Build Your Portfolio Around Socially Responsible Investments
Socially responsible investing is an investment strategy that seeks to maximize both financial return and social good. Simply put: you invest in companies that are aligned with your core values.
At Jeffrey M. Goldfarb & Associates, we can design and build a custom financial portfolio focused in whole, or in part, on socially responsible investment opportunities. From green securities to community investing, we can help ensure you reach your financial planning goals, while making an impact beyond you and your family.
What is Socially Responsible Investing?
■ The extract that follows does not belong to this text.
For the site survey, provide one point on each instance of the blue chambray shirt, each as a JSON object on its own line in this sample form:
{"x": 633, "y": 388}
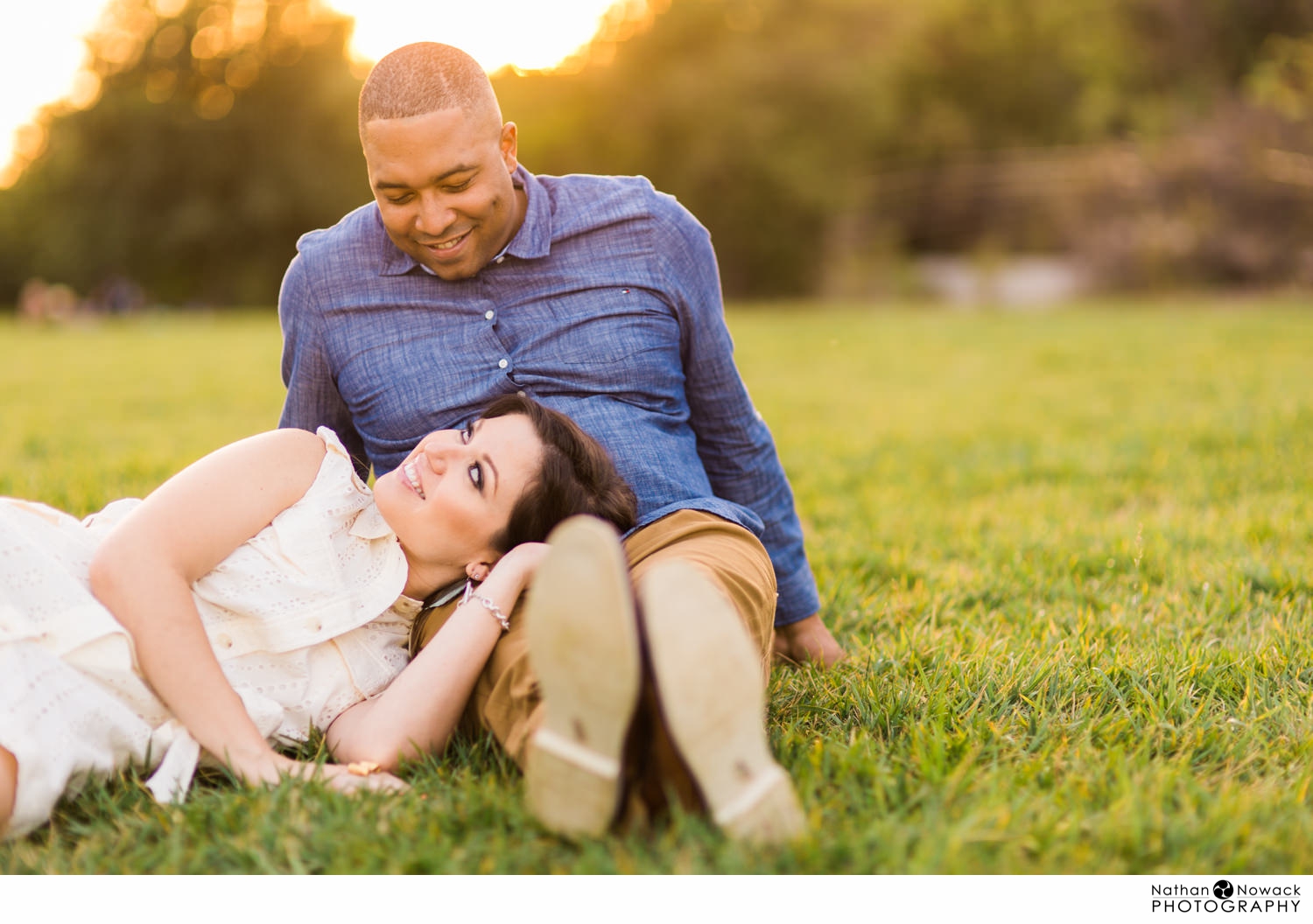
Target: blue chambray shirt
{"x": 604, "y": 306}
Albert Einstein famously remarked “We can’t solve problems by using the same kind of thinking we used when we created them.” To some extent the answer to today’s problems is to adopt a new approach to investing. We are trying to make positive headway towards socially responsible investing. Socially Responsible Investing (SRI) is a pragmatic approach to invest in good corporate citizens (companies), which are driven by their responsibilities not only towards society but also the environment, the community, and corporate governance. It precisely means integrating social, environmental and governance issues into investment decisions and by investing in these companies we are trying to be a part of their success as well as reiterate our commitment to the world in which we live.
Why employ it? Many studies have been done (from John Guerard Jr. in 1995, to Hebner, Brenson, and Stark 2011) to compare the results of SRI screened vs. unscreened performance. The conclusions are that there are virtually no differences between one approach or the other in terms of long term performance. The determining factors are selection, timing, allocation, and skill. Based on these research results, it opens the door for investing based on one’s values without potentially compromising results.
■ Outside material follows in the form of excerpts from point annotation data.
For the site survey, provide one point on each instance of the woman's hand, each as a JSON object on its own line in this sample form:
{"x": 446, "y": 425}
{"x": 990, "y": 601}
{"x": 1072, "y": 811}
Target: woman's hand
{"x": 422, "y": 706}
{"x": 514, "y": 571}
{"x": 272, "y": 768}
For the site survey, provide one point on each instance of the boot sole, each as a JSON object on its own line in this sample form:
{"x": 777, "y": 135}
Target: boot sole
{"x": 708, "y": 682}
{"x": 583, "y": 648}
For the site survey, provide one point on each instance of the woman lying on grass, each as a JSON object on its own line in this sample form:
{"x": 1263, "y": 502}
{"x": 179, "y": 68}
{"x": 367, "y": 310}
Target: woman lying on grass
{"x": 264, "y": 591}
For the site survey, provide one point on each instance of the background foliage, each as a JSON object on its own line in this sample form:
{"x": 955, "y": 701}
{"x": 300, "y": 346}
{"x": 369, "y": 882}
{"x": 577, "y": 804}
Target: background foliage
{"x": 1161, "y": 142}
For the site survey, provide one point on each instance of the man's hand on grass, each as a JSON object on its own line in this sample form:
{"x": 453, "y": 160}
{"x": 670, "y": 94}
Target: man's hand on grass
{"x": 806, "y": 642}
How we do it: In monitoring these companies, we use independent research sources to screen the companies for various attributes such as climate/clean technology, environmental issues, community development, diversity, human rights, and board governance issues. We will not invest in manufacturers of alcohol, tobacco, or weapons products. Since most people have different values within a broad context, Socially Responsible Investing allows portfolios to be constructed mirroring the values and beliefs of the individual investor.
According to a report by Social Investment Forum, “At the start of 2010, professionally managed assets following SRI strategies stood at $3.07 trillion, a rise of more than 380 percent from $639 billion in 1995.” This shows that there has been a steady growth in the professionally managed assets following SRI strategies and we believe that this is a step in right direction.